Bozeman’s “sense of place and inspiring landscape for architecture” were big draws for the firm, Nelson says. Because of their focus on working within the city, Caldwell and Nelson remain attuned to the needs and wants of local residents while instilling modern ideals and contemporary thoughts about architecture in their community.
In Bozeman, like many other cities, there is a constant struggle between infill—and the compact living conditions that accompany it—and sprawl development. Thinktank’s experience as developers allows them to identify properties or infill lots that can be reinvigorated. By seeing a project through from its start to finish, Thinktank has been able to enhance the vernacular of the city. “The amount of rigor and self-restraint you need to be a successful developer is difficult to balance with the desire to constantly promote a higher quality and better vision for architecture,” Caldwell says.
Taking critical regionalism as a point of departure, Thinktank interprets trends in architecture and applies them with materials that reflect their projects’ respective sites as well as the regional climate and landscape. One recent project, Shotgun Modern, reinterprets the shotgun house typology by keeping the downtown Bozeman structure’s original form and footprint, but redistributing the program through a modern addition. Another project, dubbed Live Big Small Lot, activates its 30-foot-wide lot by placing the living spaces on the second floor to capture views of the surrounding mountains.
For Caldwell, architecture is about placemaking more than it is about making spaces for people to occupy: “It’s not merely an exercise in how cool the building looks,” he says. “So it’s very important to take that [ideal] into account as we look to the future in what we’re creating.”
These strategies have also been implemented in commercial projects such as the Lark, a motel renovation in downtown Bozeman that Thinktank both developed and designed. “It’s the first time we were able to pull our approach into a single project,” Nelson says.
The old motel, originally slated for redevelopment as a conventional office/retail complex, was rife with the potential to address “a tremendous need for hospitality downtown, where people visiting Bozeman could enjoy how great it is,” Nelson says.
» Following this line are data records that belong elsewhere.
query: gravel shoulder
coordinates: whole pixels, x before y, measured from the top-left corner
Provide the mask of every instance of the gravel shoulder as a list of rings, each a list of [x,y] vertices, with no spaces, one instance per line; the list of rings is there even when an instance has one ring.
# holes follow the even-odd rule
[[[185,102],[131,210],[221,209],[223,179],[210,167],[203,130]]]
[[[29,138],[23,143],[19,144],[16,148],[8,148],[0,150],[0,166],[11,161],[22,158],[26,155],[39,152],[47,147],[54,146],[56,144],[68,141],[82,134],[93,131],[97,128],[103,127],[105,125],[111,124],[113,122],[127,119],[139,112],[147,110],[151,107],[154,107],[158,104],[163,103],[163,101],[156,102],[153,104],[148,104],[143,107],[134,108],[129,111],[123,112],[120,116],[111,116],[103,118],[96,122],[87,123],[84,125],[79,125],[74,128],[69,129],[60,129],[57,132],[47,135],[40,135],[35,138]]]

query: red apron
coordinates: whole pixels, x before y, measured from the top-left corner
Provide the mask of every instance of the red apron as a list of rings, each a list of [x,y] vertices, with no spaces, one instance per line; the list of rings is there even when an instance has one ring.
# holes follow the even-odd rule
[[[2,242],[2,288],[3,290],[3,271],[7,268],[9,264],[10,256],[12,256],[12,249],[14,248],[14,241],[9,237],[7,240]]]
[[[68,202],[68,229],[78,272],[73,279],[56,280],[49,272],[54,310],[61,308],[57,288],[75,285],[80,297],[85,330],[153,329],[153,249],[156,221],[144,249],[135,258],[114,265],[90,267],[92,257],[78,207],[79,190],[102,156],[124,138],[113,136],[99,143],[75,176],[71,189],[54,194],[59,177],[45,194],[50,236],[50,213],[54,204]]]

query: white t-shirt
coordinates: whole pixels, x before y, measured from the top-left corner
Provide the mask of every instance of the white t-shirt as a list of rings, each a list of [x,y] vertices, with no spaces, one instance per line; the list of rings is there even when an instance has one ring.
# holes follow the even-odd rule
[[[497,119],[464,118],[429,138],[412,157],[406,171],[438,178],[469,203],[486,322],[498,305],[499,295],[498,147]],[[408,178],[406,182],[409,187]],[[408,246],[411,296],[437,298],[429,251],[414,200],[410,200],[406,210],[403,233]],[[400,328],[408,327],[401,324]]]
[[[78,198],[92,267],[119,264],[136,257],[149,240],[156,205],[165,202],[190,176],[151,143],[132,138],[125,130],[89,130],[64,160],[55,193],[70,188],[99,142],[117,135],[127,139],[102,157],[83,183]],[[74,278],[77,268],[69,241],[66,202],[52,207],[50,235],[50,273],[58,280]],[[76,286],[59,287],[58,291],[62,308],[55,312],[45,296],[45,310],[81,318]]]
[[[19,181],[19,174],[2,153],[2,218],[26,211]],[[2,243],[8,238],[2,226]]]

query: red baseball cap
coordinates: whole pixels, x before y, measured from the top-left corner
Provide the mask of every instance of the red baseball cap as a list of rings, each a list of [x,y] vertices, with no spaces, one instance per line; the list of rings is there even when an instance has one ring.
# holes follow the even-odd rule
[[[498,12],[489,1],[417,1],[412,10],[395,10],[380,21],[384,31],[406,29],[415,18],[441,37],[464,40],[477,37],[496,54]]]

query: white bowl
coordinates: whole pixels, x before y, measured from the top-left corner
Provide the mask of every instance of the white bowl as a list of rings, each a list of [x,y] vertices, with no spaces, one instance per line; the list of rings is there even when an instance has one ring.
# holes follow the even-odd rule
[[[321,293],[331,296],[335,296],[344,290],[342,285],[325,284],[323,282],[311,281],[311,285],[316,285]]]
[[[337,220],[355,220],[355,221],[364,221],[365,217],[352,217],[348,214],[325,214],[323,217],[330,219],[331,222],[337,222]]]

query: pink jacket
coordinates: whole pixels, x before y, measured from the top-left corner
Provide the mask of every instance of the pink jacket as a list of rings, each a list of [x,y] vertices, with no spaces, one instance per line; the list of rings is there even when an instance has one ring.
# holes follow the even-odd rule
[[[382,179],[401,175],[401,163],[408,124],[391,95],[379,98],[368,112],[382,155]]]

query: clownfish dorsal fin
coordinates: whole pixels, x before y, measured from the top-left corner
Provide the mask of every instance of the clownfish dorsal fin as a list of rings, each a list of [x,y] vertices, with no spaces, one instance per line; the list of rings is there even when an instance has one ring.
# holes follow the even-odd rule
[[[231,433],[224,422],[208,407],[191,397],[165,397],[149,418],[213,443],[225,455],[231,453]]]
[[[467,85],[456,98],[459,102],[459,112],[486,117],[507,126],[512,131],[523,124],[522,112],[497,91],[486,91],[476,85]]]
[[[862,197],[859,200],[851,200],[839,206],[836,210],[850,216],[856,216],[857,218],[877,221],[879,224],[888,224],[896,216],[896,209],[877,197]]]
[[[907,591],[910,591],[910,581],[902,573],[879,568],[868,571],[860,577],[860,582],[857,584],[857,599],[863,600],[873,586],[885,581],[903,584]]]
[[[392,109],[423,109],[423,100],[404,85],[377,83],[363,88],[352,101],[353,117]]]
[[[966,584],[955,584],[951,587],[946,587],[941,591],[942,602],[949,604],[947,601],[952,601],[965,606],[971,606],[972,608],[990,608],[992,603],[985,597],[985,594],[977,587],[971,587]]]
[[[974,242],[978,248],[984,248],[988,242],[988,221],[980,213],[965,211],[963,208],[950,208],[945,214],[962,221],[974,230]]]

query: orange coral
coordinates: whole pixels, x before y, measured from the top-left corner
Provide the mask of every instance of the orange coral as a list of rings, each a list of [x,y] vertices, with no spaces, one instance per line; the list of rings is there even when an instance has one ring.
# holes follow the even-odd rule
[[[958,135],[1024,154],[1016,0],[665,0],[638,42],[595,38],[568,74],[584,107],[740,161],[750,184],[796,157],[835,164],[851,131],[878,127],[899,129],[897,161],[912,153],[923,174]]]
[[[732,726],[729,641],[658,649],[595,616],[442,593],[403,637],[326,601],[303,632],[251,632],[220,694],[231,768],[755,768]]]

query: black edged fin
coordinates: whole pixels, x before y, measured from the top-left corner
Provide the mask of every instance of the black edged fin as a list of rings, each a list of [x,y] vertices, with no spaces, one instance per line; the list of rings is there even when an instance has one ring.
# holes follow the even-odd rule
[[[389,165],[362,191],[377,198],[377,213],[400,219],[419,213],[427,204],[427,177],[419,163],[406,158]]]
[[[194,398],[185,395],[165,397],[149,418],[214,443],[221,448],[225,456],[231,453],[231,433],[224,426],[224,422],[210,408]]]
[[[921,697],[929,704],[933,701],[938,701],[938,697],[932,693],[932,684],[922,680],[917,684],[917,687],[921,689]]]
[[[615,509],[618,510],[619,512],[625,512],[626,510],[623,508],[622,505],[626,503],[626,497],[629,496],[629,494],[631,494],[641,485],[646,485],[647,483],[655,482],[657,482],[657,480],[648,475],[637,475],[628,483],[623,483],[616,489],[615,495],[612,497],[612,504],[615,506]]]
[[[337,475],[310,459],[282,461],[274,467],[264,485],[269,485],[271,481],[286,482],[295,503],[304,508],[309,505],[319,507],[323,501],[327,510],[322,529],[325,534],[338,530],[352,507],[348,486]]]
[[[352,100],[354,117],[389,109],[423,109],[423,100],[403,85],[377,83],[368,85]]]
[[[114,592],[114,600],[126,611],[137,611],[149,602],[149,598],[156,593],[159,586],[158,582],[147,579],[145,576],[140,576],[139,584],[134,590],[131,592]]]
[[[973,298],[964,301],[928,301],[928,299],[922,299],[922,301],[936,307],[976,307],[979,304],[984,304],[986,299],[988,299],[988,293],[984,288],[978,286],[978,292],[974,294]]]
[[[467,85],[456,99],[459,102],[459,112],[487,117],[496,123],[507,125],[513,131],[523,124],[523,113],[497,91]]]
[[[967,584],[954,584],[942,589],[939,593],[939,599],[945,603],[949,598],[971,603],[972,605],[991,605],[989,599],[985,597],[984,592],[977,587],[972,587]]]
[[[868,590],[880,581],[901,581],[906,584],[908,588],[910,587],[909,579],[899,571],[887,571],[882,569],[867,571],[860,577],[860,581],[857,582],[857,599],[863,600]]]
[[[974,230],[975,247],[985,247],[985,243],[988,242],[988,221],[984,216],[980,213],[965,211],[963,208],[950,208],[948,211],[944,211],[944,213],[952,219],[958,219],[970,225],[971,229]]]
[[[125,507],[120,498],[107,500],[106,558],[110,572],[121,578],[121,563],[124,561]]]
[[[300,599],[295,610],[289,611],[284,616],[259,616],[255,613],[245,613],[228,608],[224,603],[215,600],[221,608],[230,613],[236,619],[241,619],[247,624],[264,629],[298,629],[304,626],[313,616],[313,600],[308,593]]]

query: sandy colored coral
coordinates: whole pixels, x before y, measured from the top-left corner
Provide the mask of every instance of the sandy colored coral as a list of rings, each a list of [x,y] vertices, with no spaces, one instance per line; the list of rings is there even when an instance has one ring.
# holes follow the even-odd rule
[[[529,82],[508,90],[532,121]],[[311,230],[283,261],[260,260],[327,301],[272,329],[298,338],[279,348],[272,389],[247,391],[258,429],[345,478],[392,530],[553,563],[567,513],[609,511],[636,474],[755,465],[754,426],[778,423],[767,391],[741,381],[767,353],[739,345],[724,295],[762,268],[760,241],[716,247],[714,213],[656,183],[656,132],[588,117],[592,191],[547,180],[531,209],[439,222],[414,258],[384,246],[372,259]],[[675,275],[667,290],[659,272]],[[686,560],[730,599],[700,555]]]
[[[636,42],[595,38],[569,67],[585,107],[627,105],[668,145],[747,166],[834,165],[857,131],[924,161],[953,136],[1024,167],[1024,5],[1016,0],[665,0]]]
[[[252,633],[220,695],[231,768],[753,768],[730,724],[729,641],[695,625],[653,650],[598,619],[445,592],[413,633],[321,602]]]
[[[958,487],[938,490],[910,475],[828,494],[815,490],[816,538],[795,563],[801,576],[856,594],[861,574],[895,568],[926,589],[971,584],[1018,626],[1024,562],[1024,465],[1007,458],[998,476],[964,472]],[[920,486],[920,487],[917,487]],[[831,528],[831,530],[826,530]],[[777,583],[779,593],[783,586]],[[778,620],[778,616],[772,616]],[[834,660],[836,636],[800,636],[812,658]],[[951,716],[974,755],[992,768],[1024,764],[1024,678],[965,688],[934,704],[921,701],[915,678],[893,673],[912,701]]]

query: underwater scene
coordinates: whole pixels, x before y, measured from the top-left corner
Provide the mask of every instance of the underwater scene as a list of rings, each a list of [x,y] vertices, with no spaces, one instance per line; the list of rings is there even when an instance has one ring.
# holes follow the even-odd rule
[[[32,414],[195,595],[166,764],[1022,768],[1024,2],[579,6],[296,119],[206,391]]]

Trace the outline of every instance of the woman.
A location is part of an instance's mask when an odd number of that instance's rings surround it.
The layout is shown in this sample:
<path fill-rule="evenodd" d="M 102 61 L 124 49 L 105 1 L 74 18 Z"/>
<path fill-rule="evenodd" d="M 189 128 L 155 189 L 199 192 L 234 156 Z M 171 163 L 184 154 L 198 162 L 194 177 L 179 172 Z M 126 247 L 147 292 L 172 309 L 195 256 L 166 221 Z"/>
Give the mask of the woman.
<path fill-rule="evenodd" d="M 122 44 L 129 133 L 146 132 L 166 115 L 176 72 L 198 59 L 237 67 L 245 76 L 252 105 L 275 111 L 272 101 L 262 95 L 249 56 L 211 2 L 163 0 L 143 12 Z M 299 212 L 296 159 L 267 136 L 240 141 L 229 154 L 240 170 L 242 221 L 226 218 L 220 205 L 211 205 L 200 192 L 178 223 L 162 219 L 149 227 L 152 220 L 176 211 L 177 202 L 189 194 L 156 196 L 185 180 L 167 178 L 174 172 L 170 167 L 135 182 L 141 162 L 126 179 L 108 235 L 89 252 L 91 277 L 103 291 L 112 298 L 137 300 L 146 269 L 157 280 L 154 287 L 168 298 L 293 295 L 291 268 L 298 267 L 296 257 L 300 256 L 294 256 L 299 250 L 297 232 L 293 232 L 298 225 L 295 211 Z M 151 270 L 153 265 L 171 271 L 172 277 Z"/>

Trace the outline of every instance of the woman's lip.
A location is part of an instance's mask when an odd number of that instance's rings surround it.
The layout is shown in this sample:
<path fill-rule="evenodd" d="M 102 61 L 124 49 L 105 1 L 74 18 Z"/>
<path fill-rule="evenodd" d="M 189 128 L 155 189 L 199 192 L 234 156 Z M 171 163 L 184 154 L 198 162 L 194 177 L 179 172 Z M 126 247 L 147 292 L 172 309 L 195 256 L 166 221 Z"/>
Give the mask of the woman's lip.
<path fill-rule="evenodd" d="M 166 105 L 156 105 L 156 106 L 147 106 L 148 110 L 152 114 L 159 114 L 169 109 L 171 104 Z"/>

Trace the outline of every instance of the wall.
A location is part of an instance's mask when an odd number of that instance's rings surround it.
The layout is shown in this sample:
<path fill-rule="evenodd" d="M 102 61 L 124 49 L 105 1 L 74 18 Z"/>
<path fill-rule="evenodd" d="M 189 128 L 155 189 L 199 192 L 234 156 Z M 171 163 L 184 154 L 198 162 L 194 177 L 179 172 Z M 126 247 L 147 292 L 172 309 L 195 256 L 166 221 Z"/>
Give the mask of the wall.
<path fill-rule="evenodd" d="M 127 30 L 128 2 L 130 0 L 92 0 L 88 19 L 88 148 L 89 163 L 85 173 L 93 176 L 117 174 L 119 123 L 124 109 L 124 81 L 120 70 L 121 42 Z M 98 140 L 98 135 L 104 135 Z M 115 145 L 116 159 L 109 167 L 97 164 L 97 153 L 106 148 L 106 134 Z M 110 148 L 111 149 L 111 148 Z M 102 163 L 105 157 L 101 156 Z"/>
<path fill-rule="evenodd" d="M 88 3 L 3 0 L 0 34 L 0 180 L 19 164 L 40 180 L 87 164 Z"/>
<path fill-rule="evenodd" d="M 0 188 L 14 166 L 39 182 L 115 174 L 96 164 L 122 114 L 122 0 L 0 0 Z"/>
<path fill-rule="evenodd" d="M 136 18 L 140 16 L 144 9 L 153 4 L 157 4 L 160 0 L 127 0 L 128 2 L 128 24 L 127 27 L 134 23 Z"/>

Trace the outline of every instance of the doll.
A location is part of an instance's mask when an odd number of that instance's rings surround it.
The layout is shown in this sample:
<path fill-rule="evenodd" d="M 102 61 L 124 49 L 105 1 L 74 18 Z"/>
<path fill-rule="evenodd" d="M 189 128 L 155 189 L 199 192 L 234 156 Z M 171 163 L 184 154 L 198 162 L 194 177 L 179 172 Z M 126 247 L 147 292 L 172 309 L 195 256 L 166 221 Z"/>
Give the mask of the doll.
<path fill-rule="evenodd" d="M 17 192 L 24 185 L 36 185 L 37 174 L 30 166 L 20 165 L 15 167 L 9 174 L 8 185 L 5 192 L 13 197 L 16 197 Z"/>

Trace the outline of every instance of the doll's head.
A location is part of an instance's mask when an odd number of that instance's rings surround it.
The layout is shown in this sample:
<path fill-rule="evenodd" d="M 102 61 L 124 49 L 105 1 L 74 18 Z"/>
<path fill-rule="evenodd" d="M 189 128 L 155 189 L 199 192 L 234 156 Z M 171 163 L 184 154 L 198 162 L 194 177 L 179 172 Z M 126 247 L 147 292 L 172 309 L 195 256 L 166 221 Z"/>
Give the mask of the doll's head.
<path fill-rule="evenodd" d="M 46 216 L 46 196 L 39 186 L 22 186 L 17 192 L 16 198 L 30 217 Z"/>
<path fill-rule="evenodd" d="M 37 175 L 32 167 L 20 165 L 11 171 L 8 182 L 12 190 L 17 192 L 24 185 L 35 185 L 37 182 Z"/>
Thinktank carried out the project from its infancy in land development and permitting, introduced it to the creative partnerships who acquired the property, and ultimately carried out Thinktank’s design vision for a quirky, boutique hotel.
Thinktank’s architectural pedigree helps to fuel smart growth in Bozeman, often in places where the ability to think creatively gives the firm an edge: “We’ve found the ability to look at a problem from a number of perspectives is a skill set that is unique to architecture,” Caldwell says. “That is an advantage when thinking about opportunities that might otherwise be overlooked by those looking for the straightforward and simple development scenario.”
While the firm does pursue projects in other locations, it considers Bozeman its home base. “It’s a really great time to be in Montana,” Caldwell says. “We’re able help craft what its future looks like and give reasons for people who come here to remain.”